If you’re a regular reader of EBL, you know we’re huge fans of systematic reviews – studies in which researchers use sophisticated methods to bring together and evaluate the dozens, hundreds, or even thousands of articles on a topic.
We value these analyses because they collect all of the information available and then look at why and how each study differs. By looking at so many studies, researchers can make general conclusions, even though participants and study settings might be different.
So we took a great interest this week in a series of studies in the British Medical Journal making the case that many medical studies aren’t published, and therefore missing from systematic reviews and the decision-making processes of doctors and patients.
One of the studies found that fewer than half of the clinical trials funded by the National Institutes of Health from 2005 to 2008 were published in peer-reviewed journals within 30 months of study completion, and only 68 percent were published at all.
Another examined trials registered at the federal web site ClinicalTrials.gov during 2009. Of the 738 studies registered and subject to mandatory reporting guidelines (per the rules of the U.S. Food and Drug Administration), only 22 percent reported results within one year. (It’s interesting to note that trials of medicines in the later stages of development and those funded by the drug industry were more likely to have results reported.)
A third study re-analyzed 41 systematic reviews of nine different medicines, this time including unpublished clinical trial data from the FDA in each analysis. For 19 of the systematic reviews, the addition of unpublished data led to the conclusion that the drug was not as effective as originally shown.

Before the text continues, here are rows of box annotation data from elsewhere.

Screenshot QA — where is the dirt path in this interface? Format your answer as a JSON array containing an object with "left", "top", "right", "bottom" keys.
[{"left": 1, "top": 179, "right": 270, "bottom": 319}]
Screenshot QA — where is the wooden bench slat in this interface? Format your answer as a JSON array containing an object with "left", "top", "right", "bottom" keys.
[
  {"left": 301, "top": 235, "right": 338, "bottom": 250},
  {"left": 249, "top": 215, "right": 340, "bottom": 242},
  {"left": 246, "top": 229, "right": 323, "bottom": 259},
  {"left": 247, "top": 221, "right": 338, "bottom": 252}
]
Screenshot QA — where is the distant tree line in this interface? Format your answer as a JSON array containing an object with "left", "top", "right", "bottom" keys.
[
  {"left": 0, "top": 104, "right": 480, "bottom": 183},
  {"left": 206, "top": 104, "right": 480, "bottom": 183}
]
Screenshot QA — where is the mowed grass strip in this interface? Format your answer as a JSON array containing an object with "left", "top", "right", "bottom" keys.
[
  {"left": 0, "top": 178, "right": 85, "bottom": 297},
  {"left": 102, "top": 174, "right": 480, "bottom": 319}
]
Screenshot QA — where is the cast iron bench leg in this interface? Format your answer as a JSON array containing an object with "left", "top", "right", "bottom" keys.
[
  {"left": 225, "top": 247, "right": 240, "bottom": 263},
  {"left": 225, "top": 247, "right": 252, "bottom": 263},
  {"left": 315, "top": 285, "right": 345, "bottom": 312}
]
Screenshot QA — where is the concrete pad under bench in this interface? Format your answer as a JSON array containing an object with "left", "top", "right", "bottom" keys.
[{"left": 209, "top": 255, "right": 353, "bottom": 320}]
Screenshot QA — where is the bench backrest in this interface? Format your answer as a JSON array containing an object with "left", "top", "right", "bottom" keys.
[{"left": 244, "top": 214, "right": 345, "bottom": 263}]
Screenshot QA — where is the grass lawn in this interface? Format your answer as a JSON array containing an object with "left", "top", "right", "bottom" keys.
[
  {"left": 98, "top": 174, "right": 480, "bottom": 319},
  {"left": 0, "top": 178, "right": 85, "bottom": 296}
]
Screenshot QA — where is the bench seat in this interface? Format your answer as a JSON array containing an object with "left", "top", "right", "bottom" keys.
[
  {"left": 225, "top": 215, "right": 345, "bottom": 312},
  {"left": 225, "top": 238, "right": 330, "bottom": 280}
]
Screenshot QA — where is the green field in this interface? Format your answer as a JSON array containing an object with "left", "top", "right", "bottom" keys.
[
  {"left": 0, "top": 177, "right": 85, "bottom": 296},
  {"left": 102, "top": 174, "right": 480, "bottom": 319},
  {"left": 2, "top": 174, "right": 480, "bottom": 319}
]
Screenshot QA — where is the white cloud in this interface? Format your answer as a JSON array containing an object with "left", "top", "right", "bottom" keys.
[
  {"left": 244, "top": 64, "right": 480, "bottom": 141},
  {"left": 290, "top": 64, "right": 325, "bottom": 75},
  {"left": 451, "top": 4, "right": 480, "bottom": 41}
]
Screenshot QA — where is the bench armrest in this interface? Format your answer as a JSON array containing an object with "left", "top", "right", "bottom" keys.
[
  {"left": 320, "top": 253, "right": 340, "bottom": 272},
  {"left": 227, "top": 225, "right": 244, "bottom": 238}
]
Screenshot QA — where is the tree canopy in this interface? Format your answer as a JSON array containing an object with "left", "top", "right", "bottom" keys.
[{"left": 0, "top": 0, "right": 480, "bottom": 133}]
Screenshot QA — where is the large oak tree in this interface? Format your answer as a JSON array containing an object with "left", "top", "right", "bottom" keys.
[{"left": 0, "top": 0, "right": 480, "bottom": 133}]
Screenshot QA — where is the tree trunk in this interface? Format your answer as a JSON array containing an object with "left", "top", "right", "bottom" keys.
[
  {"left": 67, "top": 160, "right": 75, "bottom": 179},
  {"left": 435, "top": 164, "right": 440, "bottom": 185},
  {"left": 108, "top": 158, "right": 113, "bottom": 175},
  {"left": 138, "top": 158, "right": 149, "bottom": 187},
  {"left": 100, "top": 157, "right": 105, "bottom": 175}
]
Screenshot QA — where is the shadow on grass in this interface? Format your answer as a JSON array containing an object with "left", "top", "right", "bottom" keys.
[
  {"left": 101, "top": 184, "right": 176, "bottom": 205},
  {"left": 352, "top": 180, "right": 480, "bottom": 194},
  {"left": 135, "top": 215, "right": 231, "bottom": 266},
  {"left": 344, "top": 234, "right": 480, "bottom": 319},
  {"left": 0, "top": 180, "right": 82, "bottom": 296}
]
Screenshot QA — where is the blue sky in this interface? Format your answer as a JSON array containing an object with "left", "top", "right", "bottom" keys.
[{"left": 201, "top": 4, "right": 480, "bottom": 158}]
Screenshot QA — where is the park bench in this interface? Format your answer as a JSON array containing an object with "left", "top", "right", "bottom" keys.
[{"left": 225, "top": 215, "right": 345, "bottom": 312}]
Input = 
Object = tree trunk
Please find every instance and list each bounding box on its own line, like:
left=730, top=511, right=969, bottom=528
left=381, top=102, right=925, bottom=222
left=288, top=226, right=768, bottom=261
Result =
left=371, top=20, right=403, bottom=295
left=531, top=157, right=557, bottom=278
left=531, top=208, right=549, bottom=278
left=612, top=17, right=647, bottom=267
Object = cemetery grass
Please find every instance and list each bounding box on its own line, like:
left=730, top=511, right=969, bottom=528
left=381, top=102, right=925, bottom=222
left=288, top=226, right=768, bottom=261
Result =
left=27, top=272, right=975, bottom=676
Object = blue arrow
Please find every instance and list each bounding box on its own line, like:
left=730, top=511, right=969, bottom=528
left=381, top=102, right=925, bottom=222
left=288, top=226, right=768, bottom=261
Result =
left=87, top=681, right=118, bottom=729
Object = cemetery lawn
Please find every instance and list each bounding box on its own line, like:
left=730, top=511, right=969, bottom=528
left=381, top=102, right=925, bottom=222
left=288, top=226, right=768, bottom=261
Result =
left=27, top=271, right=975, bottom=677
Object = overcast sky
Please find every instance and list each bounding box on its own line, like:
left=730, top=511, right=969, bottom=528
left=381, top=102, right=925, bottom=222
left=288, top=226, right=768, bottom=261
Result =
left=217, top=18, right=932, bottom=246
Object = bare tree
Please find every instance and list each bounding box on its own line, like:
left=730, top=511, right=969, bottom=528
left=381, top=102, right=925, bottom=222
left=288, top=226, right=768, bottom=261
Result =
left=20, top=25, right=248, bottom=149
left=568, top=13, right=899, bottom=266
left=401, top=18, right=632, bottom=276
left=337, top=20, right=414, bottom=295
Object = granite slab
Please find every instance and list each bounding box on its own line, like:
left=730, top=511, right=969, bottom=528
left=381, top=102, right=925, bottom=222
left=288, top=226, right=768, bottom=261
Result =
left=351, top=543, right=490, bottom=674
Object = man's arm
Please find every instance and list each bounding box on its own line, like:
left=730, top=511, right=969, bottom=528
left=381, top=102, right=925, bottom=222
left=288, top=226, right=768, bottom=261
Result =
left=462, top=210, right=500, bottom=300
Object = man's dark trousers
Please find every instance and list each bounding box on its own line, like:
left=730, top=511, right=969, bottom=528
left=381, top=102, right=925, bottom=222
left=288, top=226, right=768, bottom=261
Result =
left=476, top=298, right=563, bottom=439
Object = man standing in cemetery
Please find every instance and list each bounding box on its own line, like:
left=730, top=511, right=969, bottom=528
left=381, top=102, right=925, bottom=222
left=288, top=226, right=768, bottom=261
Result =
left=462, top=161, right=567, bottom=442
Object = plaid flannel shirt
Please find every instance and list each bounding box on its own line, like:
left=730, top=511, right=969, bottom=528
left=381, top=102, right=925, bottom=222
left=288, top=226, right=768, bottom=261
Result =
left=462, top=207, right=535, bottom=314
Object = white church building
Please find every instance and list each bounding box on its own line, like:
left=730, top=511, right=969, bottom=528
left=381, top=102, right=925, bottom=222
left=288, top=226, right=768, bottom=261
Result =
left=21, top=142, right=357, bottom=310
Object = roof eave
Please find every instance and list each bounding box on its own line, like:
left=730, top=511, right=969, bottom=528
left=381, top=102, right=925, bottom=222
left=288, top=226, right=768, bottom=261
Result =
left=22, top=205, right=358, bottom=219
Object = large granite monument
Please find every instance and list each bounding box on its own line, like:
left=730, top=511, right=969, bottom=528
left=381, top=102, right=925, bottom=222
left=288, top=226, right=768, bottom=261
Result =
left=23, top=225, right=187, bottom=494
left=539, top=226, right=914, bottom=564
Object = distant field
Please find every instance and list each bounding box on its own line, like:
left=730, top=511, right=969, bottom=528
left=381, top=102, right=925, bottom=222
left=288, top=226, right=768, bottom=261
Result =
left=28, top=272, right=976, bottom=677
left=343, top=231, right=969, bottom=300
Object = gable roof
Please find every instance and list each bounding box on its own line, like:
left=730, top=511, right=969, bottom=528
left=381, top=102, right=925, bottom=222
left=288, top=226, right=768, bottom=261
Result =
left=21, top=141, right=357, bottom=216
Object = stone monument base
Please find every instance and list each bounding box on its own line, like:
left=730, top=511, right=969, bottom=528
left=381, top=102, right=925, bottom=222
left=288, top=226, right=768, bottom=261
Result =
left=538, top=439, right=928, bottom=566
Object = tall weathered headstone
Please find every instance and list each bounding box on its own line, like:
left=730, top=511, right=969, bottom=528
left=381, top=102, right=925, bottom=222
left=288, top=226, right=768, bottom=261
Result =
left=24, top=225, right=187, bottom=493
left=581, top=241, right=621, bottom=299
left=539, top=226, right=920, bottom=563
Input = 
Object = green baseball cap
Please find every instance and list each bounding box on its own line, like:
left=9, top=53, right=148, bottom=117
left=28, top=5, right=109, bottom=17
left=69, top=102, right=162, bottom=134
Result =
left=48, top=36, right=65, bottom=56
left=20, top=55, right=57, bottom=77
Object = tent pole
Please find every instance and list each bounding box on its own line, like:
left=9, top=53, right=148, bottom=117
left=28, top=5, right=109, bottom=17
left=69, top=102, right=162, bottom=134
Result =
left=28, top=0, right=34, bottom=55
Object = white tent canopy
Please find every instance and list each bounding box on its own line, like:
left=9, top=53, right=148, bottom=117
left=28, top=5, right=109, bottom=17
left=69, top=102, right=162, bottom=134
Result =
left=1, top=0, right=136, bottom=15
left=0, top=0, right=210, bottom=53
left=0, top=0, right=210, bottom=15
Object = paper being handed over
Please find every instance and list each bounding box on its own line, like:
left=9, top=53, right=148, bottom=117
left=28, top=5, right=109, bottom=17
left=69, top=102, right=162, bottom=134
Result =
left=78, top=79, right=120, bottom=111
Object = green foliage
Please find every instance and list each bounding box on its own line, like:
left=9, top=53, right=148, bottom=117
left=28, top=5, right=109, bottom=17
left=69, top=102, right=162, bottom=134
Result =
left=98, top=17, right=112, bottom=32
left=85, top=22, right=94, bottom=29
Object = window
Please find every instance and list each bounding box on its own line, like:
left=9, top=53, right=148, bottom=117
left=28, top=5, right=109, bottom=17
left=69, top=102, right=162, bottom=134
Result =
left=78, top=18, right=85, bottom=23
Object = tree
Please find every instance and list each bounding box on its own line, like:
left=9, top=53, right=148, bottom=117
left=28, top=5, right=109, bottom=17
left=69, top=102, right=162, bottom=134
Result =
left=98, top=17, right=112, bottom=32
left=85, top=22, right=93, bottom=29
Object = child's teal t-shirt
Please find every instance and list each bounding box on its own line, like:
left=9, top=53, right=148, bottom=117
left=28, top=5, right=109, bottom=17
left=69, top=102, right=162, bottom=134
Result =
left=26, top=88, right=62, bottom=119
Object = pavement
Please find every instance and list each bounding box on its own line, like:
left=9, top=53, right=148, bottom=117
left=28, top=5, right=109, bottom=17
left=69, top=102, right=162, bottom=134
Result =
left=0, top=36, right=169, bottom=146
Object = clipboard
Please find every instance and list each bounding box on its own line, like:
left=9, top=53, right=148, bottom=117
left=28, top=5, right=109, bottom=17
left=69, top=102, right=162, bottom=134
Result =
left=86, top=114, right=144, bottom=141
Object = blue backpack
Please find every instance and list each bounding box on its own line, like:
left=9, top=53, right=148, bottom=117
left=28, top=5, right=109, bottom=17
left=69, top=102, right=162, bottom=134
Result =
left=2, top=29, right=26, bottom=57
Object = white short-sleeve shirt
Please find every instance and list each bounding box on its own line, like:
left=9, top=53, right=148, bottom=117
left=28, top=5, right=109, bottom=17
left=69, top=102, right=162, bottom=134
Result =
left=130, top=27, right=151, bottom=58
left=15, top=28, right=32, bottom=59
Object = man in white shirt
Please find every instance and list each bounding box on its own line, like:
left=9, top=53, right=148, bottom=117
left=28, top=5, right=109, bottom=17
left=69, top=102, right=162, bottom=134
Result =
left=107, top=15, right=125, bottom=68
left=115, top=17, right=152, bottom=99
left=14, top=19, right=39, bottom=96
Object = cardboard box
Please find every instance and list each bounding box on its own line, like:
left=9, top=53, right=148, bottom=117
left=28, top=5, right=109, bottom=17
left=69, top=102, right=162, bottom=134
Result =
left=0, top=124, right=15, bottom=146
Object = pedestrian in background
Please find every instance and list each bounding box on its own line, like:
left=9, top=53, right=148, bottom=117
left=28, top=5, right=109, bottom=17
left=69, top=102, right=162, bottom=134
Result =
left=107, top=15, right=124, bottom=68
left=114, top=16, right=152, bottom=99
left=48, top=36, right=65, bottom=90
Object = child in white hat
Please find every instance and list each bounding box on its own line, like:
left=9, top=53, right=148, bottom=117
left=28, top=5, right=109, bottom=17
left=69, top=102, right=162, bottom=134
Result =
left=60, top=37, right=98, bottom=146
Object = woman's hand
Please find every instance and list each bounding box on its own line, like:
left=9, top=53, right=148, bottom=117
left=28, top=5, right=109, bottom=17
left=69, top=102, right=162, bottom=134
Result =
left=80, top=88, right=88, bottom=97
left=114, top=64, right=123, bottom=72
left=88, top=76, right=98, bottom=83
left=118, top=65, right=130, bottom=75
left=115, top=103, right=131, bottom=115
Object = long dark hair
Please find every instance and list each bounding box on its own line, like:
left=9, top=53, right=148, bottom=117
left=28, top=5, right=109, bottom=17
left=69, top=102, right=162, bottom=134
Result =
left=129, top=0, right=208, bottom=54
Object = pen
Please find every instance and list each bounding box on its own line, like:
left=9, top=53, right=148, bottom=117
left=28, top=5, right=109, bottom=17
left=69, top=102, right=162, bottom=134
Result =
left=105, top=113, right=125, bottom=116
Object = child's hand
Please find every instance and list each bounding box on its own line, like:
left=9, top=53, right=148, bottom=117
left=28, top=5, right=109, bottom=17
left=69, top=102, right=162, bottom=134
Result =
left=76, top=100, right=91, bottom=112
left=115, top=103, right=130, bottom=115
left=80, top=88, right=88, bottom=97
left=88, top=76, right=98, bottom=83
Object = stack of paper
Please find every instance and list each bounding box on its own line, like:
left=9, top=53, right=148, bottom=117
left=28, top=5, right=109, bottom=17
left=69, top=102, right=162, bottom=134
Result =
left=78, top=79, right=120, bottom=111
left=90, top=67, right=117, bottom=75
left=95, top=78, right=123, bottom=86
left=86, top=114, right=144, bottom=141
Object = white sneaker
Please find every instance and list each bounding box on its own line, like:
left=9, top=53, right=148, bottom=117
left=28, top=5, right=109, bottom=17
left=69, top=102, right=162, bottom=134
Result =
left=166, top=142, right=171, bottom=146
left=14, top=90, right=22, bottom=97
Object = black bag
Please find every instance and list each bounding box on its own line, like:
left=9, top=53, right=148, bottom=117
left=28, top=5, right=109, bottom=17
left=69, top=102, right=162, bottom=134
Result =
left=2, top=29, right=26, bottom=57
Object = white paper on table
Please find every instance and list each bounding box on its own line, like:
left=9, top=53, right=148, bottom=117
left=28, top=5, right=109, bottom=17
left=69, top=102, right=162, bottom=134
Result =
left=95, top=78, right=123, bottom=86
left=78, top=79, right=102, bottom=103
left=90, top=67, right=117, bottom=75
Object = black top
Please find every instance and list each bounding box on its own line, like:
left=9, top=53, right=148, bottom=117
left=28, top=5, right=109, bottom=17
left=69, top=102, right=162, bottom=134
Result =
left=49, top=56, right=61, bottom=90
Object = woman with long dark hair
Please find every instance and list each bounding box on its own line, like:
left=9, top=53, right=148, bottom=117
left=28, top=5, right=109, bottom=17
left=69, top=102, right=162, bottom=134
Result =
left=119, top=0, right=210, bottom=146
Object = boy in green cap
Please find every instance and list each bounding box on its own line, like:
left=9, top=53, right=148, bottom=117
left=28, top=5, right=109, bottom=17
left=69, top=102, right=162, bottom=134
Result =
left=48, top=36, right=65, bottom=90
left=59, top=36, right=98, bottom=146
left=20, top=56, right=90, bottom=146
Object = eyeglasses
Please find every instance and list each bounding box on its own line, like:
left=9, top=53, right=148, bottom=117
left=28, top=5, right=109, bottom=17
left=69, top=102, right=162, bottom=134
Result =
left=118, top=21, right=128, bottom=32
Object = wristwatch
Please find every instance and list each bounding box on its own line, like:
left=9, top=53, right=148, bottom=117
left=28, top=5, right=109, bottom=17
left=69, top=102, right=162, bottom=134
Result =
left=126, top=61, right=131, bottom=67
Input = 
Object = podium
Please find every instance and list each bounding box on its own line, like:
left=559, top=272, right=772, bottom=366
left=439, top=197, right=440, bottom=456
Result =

For 19 other reviews, the additional data led to the conclusion that the drug was more effective than originally shown.
Dr. Harlan Krumholz, a cardiologist at Yale and a internationally-respected expert in outcomes research, summarized the issue in his Forbes magazine blog, including some of the reasons that data goes unreported. (Among them, researchers may not be happy with the results or may shift focus to a new study. And medical journals may not be receptive to negative results.)
Whatever the reasons, the take-home message seems to be that researchers and publishers need to do a better job getting all of the information out in the public domain so that doctors and patients can truly make informed decisions.